Do you think about how best to motivate individuals on your project teams? We recommend that you don’t. Instead we recommend you think about what general conditions would help most professional performers consistently create high levels of value. Dan Pink, in his book “Drive” does a nice job of formulating motivation research into what these general conditions might be (in short, autonomy, purpose and mastery). But he stops short of prescribing step by step, how to set these conditions up. slot casino us players
So when Timm was recently asked to contribute to a special issue of Performance Improvement Journal
on motivation, he decided to take on this challenge. The result is his upcoming article “Motivation 3.0: A User’s guide.”

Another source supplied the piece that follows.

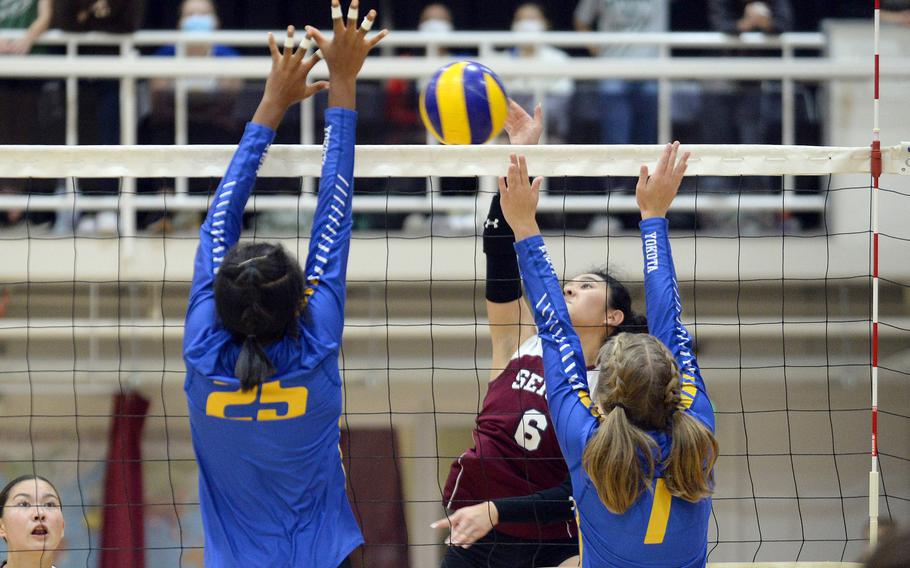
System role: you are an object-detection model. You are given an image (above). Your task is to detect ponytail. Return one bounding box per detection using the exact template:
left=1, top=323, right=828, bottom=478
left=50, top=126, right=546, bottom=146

It was very interesting to peruse through some of the more recent literature on what motivates human beings. Researchers have only recently gotten beyond the behavior of isolated individuals performing one or a few specific tasks and delved into the motivational dynamics of groups in collaborative environments. There are still multiple motivation frameworks competing for mindshare. In looking at the research it became clear that Pink had left one of the more popular frameworks – goal setting theory – out of his formulation. This is puzzling because this particular framework, while having some self-conflicting components, probably includes the most documented examples of real world performance improvement.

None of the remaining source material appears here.